There’s nothing wrong with a company that isn’t innovative. After all, the purpose of Microsoft (or any other company) is to make money for its shareholders, not to create innovations for their own sake. But claiming that you’re innovative, when you aren’t, is disingenuous. Justifying illegal actions in the name of innovation, when that innovation has never occurred, is doubly disingenuous. And, if this is a key support for their argument that the government shouldn’t encourage OSS/FS, analysis quickly causes those arguments to evaporate too.
Only Microsoft seems to think that OSS/FS is a fundamental problem for the computing industry. Several key innovations came from the OSS/FS community, including essentially the entire Internet, so clearly OSS/FS encourages innovation, not the other way around. In a wider view, OSS/FS is being widely embraced, and there are many quantitative benefits. For example, many major computing companies (such as IBM, HP, and Sun) are adopting, distributing, and supporting OSS/FS projects. Even other companies that sell proprietary software, such as Oracle, are finding ways to work with OSS/FS projects.
In this context, Allchin’s statement “I worry if the government encourages open source [software], and I don’t think we’ve done enough education of policymakers to understand the threat,” has a chilling undertone.
It instead appears that Microsoft simply doesn’t want to change its business model to reflect the changing computing environment and its customer’s desires.

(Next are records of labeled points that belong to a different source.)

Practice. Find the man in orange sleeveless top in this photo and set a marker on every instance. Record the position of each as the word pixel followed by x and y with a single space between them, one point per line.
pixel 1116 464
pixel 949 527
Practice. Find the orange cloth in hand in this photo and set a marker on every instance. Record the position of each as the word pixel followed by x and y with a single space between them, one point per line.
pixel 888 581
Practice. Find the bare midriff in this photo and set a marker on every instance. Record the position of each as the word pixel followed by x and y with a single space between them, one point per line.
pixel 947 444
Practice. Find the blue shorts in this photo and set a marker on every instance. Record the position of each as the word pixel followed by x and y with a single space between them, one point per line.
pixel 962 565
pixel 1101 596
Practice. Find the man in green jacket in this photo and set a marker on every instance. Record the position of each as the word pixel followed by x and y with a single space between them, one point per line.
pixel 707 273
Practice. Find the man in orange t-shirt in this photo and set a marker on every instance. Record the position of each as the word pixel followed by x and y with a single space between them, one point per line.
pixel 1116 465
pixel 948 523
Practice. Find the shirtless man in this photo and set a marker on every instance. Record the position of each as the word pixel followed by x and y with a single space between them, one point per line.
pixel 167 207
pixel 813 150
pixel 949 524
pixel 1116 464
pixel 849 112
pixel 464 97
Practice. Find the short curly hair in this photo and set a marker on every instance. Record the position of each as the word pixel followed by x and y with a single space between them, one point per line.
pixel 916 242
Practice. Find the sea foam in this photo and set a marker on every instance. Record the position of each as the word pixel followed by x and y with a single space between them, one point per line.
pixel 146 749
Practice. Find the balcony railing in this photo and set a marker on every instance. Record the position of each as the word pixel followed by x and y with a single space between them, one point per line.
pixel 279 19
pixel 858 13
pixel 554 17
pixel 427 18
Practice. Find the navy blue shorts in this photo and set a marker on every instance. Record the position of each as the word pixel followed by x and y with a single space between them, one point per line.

That’s too bad; nothing prevents Microsoft from changing its approach. Yet monopolies before it have made the same mistake. I’m not anti-Microsoft, and I’m not against proprietary software. Indeed, I’m happy to praise Microsoft or any other company when it does good things. However, it disturbs me when any organization makes such baldly untrue claims. It’s wrong for Microsoft to excuse its illegal conduct, wrong to claim it does not need to obey the law by claiming significant innovation, and it is triply wrong once you realize that it has not even innovated the way it claims it has.